Au final, que faut-il attendre de l’évolution des relations multiformes entre la Chine et l’Asie du Sud-Est ? Malgré sa présence grandissante et les perspectives qu’offrent le RCEP et la puissance économique chinoise, l’influence de la Chine en Asie du Sud-Est n’est pas sans limites. Il serait même très exagéré de faire de cette région un simple satellite chinois. Certes, la Chine possède de nombreux leviers économiques et politiques pour pousser les pays du Sud-Est asiatique à une plus grande ouverture, mais il apparaît que ceux-ci ne sont pas suffisamment puissants. L’Asie du Sud-Est cherche à éviter une dépendance économique excessive vis-à-vis de la Chine, en développant des liens économiques (et politiques) avec l’Inde, le Japon, la Corée du Sud, l’Union européenne, la Russie, les États-Unis, etc. Si les acteurs économiques chinois investissent dans de nombreux projets (ressources, infrastructures, etc.), ils se trouvent généralement à côté de, ou en concurrence avec, de nombreux acteurs étatiques ou privés. Cette coopération à tout crin entre l’Asie du Sud-Est et les puissances étrangères autres que la Chine illustre en partie la politique des pays de la région afin, entre autres, de contrebalancer l’omniprésence chinoise.

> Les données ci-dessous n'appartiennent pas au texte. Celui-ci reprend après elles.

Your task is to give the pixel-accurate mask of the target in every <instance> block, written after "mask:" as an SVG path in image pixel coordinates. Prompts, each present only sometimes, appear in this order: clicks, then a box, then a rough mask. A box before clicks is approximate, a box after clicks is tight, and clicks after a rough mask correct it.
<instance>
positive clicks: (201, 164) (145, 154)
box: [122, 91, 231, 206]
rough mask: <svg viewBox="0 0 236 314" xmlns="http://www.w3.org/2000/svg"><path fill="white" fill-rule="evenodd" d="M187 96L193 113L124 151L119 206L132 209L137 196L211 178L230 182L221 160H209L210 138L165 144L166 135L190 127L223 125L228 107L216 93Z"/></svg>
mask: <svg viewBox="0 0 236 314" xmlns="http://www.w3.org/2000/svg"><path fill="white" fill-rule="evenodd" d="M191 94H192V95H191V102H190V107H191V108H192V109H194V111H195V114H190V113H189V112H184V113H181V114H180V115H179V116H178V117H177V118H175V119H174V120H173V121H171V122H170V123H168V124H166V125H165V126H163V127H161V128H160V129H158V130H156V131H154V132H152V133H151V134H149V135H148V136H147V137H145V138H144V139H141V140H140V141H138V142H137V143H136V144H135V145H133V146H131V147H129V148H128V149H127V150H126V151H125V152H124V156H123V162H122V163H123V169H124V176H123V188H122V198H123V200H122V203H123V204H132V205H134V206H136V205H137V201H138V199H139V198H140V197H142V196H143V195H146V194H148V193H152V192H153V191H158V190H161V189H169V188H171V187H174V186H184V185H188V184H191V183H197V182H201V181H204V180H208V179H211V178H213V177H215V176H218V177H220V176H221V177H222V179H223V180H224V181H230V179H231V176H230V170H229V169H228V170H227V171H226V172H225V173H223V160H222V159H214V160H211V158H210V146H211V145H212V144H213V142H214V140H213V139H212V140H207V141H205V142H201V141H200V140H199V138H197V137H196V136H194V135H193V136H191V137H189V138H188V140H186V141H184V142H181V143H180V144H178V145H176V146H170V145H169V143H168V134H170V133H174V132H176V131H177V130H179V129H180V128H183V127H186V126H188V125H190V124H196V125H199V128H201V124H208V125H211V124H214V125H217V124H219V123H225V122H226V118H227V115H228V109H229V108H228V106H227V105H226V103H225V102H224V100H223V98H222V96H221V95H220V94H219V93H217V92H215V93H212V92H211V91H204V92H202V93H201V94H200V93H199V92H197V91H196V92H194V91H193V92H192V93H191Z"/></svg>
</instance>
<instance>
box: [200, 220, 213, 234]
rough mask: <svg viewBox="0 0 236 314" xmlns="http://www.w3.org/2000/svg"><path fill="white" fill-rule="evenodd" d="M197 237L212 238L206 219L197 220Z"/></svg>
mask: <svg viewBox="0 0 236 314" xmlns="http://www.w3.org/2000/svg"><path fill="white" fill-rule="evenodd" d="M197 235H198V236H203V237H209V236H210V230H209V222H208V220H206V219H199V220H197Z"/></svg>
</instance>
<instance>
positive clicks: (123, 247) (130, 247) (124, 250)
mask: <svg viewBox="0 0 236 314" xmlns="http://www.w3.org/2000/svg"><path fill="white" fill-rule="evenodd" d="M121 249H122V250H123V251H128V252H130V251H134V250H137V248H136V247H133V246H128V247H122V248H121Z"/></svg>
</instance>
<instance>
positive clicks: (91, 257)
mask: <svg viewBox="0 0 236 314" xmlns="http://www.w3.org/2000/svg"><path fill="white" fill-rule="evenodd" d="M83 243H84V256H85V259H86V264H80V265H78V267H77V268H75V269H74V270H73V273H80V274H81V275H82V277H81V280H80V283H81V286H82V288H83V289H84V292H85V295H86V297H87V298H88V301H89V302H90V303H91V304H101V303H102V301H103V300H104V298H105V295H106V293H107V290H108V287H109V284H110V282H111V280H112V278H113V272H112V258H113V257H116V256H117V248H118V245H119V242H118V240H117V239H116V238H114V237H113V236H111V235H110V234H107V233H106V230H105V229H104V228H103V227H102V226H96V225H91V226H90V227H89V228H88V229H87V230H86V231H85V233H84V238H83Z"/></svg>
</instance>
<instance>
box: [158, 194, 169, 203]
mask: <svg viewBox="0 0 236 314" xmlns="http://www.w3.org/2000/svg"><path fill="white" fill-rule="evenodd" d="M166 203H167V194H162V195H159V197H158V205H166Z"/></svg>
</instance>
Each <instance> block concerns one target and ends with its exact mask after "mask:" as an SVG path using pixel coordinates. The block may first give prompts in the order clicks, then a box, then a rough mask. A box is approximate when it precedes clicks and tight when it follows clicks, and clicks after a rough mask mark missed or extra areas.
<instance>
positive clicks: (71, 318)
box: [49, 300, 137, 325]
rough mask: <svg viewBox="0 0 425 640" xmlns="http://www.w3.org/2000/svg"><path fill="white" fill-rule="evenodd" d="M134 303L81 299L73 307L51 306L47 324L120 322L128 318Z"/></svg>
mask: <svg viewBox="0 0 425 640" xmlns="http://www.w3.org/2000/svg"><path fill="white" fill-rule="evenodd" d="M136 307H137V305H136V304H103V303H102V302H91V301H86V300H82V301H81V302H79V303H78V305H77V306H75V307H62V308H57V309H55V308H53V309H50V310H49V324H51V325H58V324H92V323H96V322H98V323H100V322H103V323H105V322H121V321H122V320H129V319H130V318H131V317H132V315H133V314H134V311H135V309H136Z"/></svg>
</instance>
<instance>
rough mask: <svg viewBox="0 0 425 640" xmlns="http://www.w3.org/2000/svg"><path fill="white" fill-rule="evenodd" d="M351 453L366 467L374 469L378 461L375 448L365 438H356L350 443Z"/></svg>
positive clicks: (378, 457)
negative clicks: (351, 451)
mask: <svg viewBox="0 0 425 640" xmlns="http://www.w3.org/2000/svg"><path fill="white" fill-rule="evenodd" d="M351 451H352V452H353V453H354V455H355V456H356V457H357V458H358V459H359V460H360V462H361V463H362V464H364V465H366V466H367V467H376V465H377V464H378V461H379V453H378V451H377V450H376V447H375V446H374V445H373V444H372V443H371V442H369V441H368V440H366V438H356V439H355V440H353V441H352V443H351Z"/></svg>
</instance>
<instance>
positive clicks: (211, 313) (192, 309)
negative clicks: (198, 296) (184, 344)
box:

En outre, si le projet des nouvelles routes de la soie permet à l’ASEAN de développer sa connectivité intra et inter-régionale et ainsi de garder sa centralité (position géostratégique) dans une région en pleine recomposition, il impose de facto aux pays de l’ASEAN une grande proximité avec la Chine, en dépit des contrepoids indien, coréen et japonais. En d’autres termes, l’Asie du Sud-Est doit veiller à ne pas devenir un simple prolongement territorial de la Chine et à s’entendre avec Pékin sur un partenariat constructif et profitable à tous ; en somme, à ne pas se faire écarteler par la Chine.